Curve-fitting regression problem

Just trying out the basics of scikit-learn machine learning package. Scikit-learn's API makes it easy to define, train, and test models.

Here, we do a basic example of linear regression, in the context of curve fitting. This toy example is an exact copy of tutorial available here. This example will illustrate concepts such as linear models, overfitting, underfiting, regularization, and cross-validation. Let's begin.

In [1]:
# all necessary imports
import numpy as np
import scipy.stats as st
import sklearn.linear_model as lm
import matplotlib.pyplot as plt

Let's define the deterministic function underlying our generative model

In [2]:
f = lambda x: np.exp(3 * x)

Now, let's generate the values along the curve on [0, 2]

In [3]:
x_tr = np.linspace(0., 2, 200)
y_tr = f(x_tr)

Next, we generate our data points within [0,1]. We use the function f and add some Guassian noise (why not?)

In [6]:
x = np.array([0, .1, .2, .5, .8, .9, 1])
y = f(x) + np.random.randn(len(x))

# plot our data points on [0,1]
plt.figure(figsize=(8,4));
plt.plot(x_tr[:100], y_tr[:100], '--k');
plt.plot(x,y, 'ok', ms=10);

Finally, we use scikit-learn to fit a linear model to the data.
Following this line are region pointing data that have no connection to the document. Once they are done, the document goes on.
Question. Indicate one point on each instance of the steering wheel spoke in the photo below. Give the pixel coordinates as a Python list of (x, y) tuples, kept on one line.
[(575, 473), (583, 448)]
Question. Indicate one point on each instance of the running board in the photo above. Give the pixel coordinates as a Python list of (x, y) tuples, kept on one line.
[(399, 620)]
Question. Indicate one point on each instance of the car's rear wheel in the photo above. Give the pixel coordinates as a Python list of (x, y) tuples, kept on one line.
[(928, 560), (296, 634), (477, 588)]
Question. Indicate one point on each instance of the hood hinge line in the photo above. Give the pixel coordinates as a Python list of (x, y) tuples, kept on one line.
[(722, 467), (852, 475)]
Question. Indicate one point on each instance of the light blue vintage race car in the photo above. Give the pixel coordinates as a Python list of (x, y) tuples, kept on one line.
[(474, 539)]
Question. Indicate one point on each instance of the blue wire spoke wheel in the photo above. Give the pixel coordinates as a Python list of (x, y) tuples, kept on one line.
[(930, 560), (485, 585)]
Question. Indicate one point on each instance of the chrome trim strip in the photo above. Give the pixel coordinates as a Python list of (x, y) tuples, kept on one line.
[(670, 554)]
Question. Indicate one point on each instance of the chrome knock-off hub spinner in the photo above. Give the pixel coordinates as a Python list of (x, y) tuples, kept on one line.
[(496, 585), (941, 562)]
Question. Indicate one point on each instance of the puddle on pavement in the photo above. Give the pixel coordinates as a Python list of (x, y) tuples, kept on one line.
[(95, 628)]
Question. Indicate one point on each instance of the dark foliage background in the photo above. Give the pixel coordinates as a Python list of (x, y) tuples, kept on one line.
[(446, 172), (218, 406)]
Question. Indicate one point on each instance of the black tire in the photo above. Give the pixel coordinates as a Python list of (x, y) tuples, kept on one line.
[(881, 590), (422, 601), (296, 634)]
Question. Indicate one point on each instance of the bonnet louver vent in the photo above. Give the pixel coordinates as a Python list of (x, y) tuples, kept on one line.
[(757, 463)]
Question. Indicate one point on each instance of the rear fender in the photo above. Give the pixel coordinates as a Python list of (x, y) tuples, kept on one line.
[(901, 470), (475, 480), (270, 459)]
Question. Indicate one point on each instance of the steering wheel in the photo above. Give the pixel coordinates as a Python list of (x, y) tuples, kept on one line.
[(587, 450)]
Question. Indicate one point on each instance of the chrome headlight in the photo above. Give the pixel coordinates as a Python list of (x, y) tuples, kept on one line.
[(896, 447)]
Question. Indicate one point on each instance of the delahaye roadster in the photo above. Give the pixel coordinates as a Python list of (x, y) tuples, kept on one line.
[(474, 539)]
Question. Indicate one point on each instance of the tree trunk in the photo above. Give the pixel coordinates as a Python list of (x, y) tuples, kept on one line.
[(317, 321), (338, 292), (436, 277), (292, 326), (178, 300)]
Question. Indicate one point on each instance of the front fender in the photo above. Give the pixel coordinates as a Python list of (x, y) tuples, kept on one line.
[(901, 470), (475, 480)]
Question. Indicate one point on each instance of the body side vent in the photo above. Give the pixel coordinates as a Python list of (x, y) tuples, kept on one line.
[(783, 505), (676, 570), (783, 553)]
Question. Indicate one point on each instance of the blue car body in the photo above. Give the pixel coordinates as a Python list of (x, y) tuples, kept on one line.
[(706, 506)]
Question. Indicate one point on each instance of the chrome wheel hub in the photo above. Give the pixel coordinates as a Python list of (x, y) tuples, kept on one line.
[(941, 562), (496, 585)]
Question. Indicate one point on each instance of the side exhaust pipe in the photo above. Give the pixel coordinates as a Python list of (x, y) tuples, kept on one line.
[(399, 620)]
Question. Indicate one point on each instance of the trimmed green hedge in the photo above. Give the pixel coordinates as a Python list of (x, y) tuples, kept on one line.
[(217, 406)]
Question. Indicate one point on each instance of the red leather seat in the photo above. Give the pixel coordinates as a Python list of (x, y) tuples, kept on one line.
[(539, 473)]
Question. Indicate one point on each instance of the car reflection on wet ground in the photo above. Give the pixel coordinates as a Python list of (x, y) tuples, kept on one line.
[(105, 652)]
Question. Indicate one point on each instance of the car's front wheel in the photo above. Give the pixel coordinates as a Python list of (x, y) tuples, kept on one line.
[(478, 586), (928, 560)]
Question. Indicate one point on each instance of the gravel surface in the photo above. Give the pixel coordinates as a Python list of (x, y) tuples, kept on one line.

The three steps are:

  1. Create the model i.e. an instance of the LinearRegression class
  2. Fit the model to our data
  3. Predict the values from our trained model
In [7]:
# create the model
lr = lm.LinearRegression()

# train the model on our training dataset
lr.fit(x[:, np.newaxis], y);

# predict the points with our trained model
y_lr = lr.predict(x_tr[:, np.newaxis])

It is a general convention in scikit-learn that observations are rows and features are columns. So, let's convert x and x_tr to column vectors. We have seven observations with 1 feature.

In [8]:
# plot the result of the trained linear model
plt.figure(figsize=(8,4));
plt.plot(x_tr, y_tr, '--k');
plt.plot(x_tr, y_lr, 'g');
plt.plot(x, y, 'ok', ms=10);
plt.xlim(0, 1);
plt.ylim(y.min()-1, y.max()+1);
plt.title("Linear regression");

Vandermonde matrix

The linear fit is not well adapted here as the data points are generated according to a non-linear model (an exponential curve). Therefore, we are now going to fit a nonlinear model. More precisely, we will fit a polynomial function to our data points. We can still use linear regression for that by precomputing the exponents of our data points. This is done by generating a Vandermonde matrix, using the np.vander function.

In [9]:
lrp = lm.LinearRegression()
plt.figure(figsize=(8,4));
plt.plot(x_tr, y_tr, '--k');

for deg, s in zip([2,5], ['-', '.']):
    lrp.fit(np.vander(x, deg + 1), y);
    y_lrp = lrp.predict(np.vander(x_tr, deg + 1));
    plt.plot(x_tr, y_lrp, s, label='degree ' + str(deg));
    plt.legend(loc=2);
    plt.xlim(0,1.4);
    plt.ylim(-10, 40);
    
    # print the model's coefficients
    print(' '.join(['%.2f' % c for c in lrp.coef_]))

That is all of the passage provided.